Wow… my thumb looks really hairy… gross…
Anyway… once your line has been drilled, you can continue the carving process with your terminator bit.
Another great thing about a cone bit, is the ability to add smooth angles and details with crisp lines. As you can see, I added an angle to make the hook appear sharp.
After you smooth the surface and shape to your desired look, you can switch to a stone bit to smooth out any final lines or scrapes in the surface. I like to use a stone bit with a rounded end… that way I do not accidentally cut into the material with the sharp end of the bit. It just saves time. You shouldn’t have to go back and finish your finish work.
After the surface is as smooth as possible, it is time to change over to sand paper… *plays ominous music*
As you can see, I will need to make a sand paper run soon… I normally sand with 8 steps, but will have to settle with 6 today. I sand starting at 120 grit and move all the way up to 2500 grit. Most of the finer sand paper is hard to find at regular hardware stores like Lowes or Home Depot. I get it online or at an auto parts store. Make sure and get wet/dry sand paper.
Also, when you make smaller things like me, you will find it beneficial to cut the sand paper into small strips so that you can get to those hard to reach places.
To start the sanding process, it may be helpful for you to use a vise. Being that the sanding process can take just as long, if not longer than the carving process, anything that saves you time is welcome. Place some layers of tape inside the jaws of your vise so you can secure the pendant without cracking or damaging it. You can also use a cloth or paper towel. I just find that tape gives a better grip.
Start with your 120 grit and sand the entire pendant while dry to finish removing scratches, lines, or bumps.
Once you are done with the 120 grit sand paper, you will then need to sand the pendant using all the rest of your sand paper steps. This is also where you will begin wet sanding… Water will suffice.
Sand the entire pendant with each grit count, one at a time.
Once you complete all your sanding, you can use a polishing compound to bring out that beautiful glossy shine you see on all my carvings. No chemicals… no sealants… just elbow grease, polishing compound, and time.
My grandpa always used to tell me – “If you were in that big of a hurry, you should have started sooner”.
As far as my polishing compound is concerned, I use the same stuff that is used on acrylic nails in the nail salon. Yes… it is probably the only thing I own that is pink. It also smells good…bonus! Notice that I also use my old nail dremel with a buffing wheel for this process. At lease it gets some use.
Make sure and run the buffer over the entire surface for a smooth even shine.
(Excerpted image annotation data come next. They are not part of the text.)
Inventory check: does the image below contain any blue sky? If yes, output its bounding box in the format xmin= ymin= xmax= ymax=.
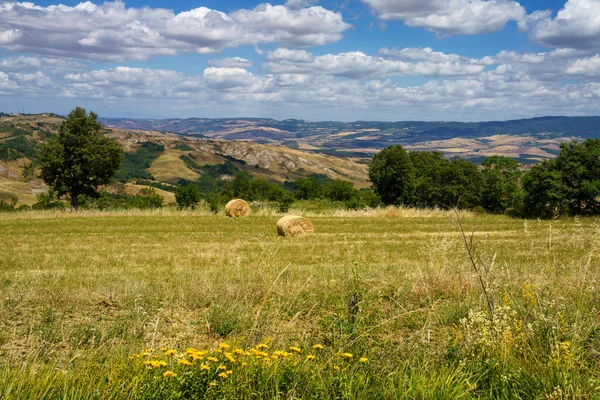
xmin=0 ymin=0 xmax=600 ymax=121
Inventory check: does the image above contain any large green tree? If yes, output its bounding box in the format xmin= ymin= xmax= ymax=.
xmin=40 ymin=107 xmax=123 ymax=209
xmin=369 ymin=144 xmax=415 ymax=205
xmin=523 ymin=160 xmax=568 ymax=218
xmin=481 ymin=156 xmax=522 ymax=213
xmin=556 ymin=139 xmax=600 ymax=215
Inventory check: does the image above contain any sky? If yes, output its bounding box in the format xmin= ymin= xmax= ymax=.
xmin=0 ymin=0 xmax=600 ymax=121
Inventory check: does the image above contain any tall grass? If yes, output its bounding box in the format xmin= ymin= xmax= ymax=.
xmin=0 ymin=209 xmax=600 ymax=399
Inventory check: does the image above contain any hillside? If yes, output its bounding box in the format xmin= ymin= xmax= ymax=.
xmin=0 ymin=114 xmax=369 ymax=204
xmin=103 ymin=117 xmax=600 ymax=162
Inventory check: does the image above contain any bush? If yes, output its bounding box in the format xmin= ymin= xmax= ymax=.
xmin=175 ymin=184 xmax=200 ymax=210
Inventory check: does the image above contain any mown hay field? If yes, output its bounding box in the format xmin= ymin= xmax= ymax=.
xmin=0 ymin=210 xmax=600 ymax=399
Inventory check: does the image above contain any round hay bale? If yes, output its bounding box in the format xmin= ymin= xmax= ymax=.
xmin=277 ymin=215 xmax=313 ymax=236
xmin=225 ymin=199 xmax=250 ymax=217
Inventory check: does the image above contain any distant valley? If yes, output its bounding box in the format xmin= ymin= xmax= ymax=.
xmin=102 ymin=117 xmax=600 ymax=163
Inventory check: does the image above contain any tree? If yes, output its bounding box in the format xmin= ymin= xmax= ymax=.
xmin=40 ymin=107 xmax=123 ymax=209
xmin=294 ymin=176 xmax=322 ymax=200
xmin=523 ymin=160 xmax=568 ymax=217
xmin=323 ymin=179 xmax=358 ymax=201
xmin=481 ymin=156 xmax=522 ymax=213
xmin=369 ymin=144 xmax=415 ymax=205
xmin=175 ymin=183 xmax=200 ymax=210
xmin=556 ymin=139 xmax=600 ymax=215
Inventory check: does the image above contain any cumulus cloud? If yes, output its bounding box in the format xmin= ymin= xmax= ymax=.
xmin=0 ymin=1 xmax=350 ymax=61
xmin=264 ymin=49 xmax=484 ymax=79
xmin=566 ymin=54 xmax=600 ymax=78
xmin=520 ymin=0 xmax=600 ymax=50
xmin=207 ymin=57 xmax=252 ymax=68
xmin=363 ymin=0 xmax=526 ymax=35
All that is left to do is to drill a hole with your round carbide bit and presto… done.
But wait! We can’t forget about our bone beads for the necklace slides! Yes… we must be able to fit it around our head… and clasps are over-rated.
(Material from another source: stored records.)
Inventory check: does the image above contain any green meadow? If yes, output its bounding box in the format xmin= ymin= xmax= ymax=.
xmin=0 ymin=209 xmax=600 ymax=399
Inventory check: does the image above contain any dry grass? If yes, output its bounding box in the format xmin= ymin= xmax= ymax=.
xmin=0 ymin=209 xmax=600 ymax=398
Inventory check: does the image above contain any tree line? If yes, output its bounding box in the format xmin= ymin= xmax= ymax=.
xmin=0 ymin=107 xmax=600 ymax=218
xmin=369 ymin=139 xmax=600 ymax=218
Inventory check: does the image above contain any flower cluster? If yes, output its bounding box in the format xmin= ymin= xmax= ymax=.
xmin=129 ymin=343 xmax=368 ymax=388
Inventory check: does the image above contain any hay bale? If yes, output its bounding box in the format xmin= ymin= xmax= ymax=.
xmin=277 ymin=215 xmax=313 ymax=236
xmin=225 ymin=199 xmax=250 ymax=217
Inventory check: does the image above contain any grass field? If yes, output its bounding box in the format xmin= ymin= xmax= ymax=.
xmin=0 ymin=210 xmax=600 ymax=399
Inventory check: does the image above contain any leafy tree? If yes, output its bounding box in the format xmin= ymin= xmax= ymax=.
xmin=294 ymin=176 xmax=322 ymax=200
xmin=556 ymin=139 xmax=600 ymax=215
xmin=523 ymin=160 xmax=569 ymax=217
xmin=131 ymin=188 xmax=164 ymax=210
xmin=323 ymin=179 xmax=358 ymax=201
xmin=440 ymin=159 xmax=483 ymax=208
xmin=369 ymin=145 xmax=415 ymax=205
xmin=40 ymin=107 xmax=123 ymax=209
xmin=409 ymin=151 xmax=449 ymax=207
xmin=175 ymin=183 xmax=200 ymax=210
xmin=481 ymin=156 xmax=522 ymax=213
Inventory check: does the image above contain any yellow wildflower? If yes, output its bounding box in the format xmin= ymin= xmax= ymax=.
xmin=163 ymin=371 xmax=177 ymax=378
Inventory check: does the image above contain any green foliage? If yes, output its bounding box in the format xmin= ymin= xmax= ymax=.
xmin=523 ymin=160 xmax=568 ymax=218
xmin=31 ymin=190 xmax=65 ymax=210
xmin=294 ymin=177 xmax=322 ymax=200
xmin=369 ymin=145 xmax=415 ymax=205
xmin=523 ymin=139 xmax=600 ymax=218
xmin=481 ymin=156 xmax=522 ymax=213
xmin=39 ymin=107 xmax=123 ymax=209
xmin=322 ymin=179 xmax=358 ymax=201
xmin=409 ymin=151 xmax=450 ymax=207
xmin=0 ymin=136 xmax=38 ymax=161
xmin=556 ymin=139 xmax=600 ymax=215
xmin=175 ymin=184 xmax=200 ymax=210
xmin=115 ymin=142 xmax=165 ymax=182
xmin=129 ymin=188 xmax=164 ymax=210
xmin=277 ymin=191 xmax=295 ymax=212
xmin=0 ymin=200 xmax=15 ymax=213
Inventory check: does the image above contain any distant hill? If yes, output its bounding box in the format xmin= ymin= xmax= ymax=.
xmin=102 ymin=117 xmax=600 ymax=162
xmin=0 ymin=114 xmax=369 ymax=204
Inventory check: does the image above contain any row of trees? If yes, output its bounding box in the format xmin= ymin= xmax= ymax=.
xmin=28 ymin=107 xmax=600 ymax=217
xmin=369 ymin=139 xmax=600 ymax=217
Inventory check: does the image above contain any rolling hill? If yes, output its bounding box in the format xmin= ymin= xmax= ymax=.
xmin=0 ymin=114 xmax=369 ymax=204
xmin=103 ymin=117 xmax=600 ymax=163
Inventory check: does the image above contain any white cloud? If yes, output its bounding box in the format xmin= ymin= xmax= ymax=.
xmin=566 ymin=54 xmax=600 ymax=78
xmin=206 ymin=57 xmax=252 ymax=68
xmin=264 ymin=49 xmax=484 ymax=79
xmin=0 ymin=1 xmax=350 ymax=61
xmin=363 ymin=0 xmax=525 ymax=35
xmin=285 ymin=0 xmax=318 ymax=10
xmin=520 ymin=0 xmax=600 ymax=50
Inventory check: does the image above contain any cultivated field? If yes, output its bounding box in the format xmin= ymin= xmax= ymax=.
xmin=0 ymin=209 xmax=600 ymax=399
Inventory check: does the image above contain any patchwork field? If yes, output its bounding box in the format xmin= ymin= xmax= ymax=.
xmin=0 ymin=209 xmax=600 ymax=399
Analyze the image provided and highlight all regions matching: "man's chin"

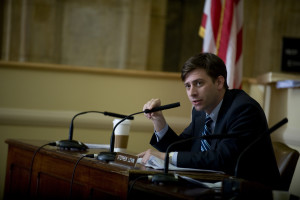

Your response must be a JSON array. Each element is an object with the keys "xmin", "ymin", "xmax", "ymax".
[{"xmin": 194, "ymin": 105, "xmax": 203, "ymax": 111}]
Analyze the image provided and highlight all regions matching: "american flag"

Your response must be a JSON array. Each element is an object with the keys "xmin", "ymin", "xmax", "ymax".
[{"xmin": 199, "ymin": 0, "xmax": 243, "ymax": 88}]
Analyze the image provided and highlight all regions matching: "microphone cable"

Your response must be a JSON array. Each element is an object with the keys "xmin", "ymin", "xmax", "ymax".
[
  {"xmin": 27, "ymin": 142, "xmax": 56, "ymax": 197},
  {"xmin": 69, "ymin": 154, "xmax": 95, "ymax": 199},
  {"xmin": 127, "ymin": 175, "xmax": 152, "ymax": 199}
]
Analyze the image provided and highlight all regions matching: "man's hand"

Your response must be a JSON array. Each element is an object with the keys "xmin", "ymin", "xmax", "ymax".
[{"xmin": 137, "ymin": 149, "xmax": 166, "ymax": 164}]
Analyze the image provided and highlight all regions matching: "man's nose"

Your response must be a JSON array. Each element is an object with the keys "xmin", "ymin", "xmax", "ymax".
[{"xmin": 189, "ymin": 86, "xmax": 197, "ymax": 96}]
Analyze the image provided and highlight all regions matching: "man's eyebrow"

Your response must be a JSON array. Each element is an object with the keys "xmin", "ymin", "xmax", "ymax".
[{"xmin": 184, "ymin": 78, "xmax": 204, "ymax": 85}]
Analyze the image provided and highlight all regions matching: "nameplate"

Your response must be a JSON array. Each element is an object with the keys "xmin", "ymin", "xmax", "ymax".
[{"xmin": 115, "ymin": 152, "xmax": 138, "ymax": 167}]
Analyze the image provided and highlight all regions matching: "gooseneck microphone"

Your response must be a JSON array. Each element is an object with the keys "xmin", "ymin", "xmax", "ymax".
[
  {"xmin": 152, "ymin": 118, "xmax": 288, "ymax": 183},
  {"xmin": 144, "ymin": 102, "xmax": 180, "ymax": 114},
  {"xmin": 56, "ymin": 111, "xmax": 134, "ymax": 151},
  {"xmin": 97, "ymin": 102, "xmax": 180, "ymax": 162}
]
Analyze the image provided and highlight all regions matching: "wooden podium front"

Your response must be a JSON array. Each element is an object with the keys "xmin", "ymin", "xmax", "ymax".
[{"xmin": 4, "ymin": 139, "xmax": 226, "ymax": 199}]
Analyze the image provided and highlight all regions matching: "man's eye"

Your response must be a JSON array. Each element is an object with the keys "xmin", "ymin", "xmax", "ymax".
[{"xmin": 196, "ymin": 82, "xmax": 202, "ymax": 87}]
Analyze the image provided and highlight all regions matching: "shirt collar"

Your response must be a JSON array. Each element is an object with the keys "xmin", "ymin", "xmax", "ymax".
[{"xmin": 206, "ymin": 99, "xmax": 223, "ymax": 122}]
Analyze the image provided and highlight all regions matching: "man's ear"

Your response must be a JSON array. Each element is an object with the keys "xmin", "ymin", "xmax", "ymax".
[{"xmin": 216, "ymin": 76, "xmax": 225, "ymax": 89}]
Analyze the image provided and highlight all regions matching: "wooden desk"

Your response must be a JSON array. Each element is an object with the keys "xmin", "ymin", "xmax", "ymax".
[{"xmin": 4, "ymin": 139, "xmax": 227, "ymax": 199}]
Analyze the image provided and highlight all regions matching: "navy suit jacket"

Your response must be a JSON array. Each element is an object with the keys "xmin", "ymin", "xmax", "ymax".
[{"xmin": 150, "ymin": 89, "xmax": 279, "ymax": 188}]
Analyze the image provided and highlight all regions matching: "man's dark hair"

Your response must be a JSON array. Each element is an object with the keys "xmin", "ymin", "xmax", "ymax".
[{"xmin": 181, "ymin": 53, "xmax": 228, "ymax": 89}]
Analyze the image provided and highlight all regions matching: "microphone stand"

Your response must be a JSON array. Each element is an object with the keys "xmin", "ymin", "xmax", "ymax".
[
  {"xmin": 97, "ymin": 102, "xmax": 180, "ymax": 162},
  {"xmin": 97, "ymin": 111, "xmax": 144, "ymax": 162},
  {"xmin": 56, "ymin": 111, "xmax": 134, "ymax": 151}
]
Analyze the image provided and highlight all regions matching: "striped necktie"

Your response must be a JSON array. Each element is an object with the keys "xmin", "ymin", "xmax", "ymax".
[{"xmin": 201, "ymin": 117, "xmax": 213, "ymax": 151}]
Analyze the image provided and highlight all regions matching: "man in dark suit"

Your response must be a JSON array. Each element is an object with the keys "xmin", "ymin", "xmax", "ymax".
[{"xmin": 139, "ymin": 53, "xmax": 279, "ymax": 188}]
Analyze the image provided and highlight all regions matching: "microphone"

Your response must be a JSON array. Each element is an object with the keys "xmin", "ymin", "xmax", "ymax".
[
  {"xmin": 144, "ymin": 102, "xmax": 180, "ymax": 114},
  {"xmin": 152, "ymin": 118, "xmax": 288, "ymax": 183},
  {"xmin": 55, "ymin": 111, "xmax": 134, "ymax": 151},
  {"xmin": 97, "ymin": 102, "xmax": 180, "ymax": 162}
]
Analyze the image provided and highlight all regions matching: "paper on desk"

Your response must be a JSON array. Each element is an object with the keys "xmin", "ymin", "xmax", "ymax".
[
  {"xmin": 85, "ymin": 144, "xmax": 110, "ymax": 149},
  {"xmin": 178, "ymin": 175, "xmax": 222, "ymax": 188},
  {"xmin": 137, "ymin": 156, "xmax": 225, "ymax": 174}
]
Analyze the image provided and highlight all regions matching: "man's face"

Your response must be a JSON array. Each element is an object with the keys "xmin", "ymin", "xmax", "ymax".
[{"xmin": 184, "ymin": 69, "xmax": 224, "ymax": 114}]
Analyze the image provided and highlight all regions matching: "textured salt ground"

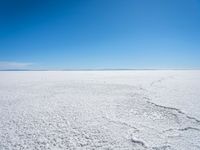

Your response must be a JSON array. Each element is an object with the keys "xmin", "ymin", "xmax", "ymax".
[{"xmin": 0, "ymin": 71, "xmax": 200, "ymax": 150}]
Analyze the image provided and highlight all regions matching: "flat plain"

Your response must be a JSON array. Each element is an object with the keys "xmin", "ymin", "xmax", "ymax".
[{"xmin": 0, "ymin": 70, "xmax": 200, "ymax": 150}]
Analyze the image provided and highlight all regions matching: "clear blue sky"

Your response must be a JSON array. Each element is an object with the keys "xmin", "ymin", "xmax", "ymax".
[{"xmin": 0, "ymin": 0, "xmax": 200, "ymax": 69}]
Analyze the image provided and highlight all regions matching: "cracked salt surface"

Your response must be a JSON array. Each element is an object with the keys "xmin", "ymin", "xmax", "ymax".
[{"xmin": 0, "ymin": 71, "xmax": 200, "ymax": 150}]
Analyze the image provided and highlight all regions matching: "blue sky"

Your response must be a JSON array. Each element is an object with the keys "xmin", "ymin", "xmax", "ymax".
[{"xmin": 0, "ymin": 0, "xmax": 200, "ymax": 69}]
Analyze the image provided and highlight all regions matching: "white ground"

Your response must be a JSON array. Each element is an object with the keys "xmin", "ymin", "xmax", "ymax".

Just find some left over bone, use your round carbide bit to drill a hole… preferably using your vise. It is not recommended to drill through your finger…
Then… use your terminator bit to shape the beads. I only recommend carving something this small with the cone bit if you are 100% comfortable carving with your tool. It is super easy to slip up and nick your finger… use your vise or a lathe if you need an alternative.
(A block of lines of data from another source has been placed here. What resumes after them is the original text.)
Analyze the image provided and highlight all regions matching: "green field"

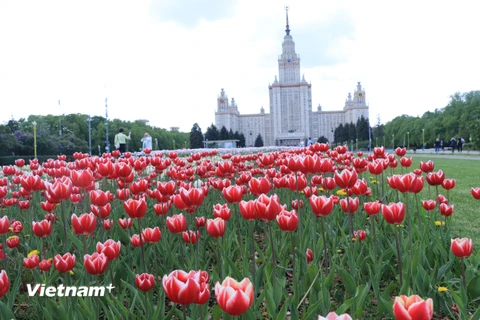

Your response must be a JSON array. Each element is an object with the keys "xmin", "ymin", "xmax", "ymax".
[{"xmin": 408, "ymin": 154, "xmax": 480, "ymax": 246}]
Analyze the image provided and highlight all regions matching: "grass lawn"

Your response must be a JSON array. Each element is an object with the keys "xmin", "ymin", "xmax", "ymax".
[{"xmin": 408, "ymin": 154, "xmax": 480, "ymax": 251}]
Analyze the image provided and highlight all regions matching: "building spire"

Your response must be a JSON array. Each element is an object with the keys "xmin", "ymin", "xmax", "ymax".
[{"xmin": 285, "ymin": 6, "xmax": 290, "ymax": 36}]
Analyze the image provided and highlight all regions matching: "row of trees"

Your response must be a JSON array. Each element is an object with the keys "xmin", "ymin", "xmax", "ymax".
[
  {"xmin": 373, "ymin": 91, "xmax": 480, "ymax": 149},
  {"xmin": 0, "ymin": 114, "xmax": 189, "ymax": 161},
  {"xmin": 333, "ymin": 116, "xmax": 370, "ymax": 143}
]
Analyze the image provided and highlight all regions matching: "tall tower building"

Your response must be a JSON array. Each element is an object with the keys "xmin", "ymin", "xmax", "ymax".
[{"xmin": 215, "ymin": 7, "xmax": 369, "ymax": 147}]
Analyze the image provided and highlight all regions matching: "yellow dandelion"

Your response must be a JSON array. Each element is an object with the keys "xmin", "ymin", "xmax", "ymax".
[{"xmin": 27, "ymin": 249, "xmax": 40, "ymax": 258}]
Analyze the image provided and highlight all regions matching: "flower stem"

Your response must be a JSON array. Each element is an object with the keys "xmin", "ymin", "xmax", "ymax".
[
  {"xmin": 137, "ymin": 219, "xmax": 147, "ymax": 273},
  {"xmin": 393, "ymin": 224, "xmax": 403, "ymax": 288}
]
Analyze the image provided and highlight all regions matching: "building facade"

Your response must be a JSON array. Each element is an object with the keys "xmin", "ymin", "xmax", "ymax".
[{"xmin": 215, "ymin": 13, "xmax": 369, "ymax": 147}]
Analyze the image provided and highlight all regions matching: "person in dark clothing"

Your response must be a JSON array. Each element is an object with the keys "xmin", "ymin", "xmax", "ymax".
[
  {"xmin": 450, "ymin": 138, "xmax": 457, "ymax": 153},
  {"xmin": 457, "ymin": 137, "xmax": 465, "ymax": 152}
]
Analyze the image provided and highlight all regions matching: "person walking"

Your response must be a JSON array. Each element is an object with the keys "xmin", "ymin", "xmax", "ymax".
[
  {"xmin": 457, "ymin": 137, "xmax": 465, "ymax": 152},
  {"xmin": 115, "ymin": 128, "xmax": 132, "ymax": 153},
  {"xmin": 450, "ymin": 138, "xmax": 457, "ymax": 153},
  {"xmin": 140, "ymin": 132, "xmax": 152, "ymax": 151}
]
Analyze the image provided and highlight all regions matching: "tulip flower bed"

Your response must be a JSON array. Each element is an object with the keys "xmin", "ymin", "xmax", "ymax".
[{"xmin": 0, "ymin": 143, "xmax": 480, "ymax": 319}]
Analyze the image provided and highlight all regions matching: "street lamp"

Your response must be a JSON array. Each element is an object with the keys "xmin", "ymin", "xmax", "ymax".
[
  {"xmin": 422, "ymin": 129, "xmax": 425, "ymax": 150},
  {"xmin": 32, "ymin": 120, "xmax": 37, "ymax": 158}
]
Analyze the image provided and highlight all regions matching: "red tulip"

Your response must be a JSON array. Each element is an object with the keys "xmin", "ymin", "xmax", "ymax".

Once you are done with your beads, you can now go in the house and braid your necklace using black waxed cotton string while you watch Napoleon Dynamite for the 50th time. Make sure and cut your string pieces to about 40″… yes the dreaded standard measurements again… and no… I’m not UN-american… I just like to embrace needed change.
Thread your necklace through, add your beads, and poof… you are done. You just spent 3 hours making something beautiful. Thank you cows.
Oh… and for anyone that is curious… I use a Foredom Carving motor and flex shaft. You are welcome to comment or message me for any further questions. In the ideal world of art, there exists a community… not a butcher block of stiff competition.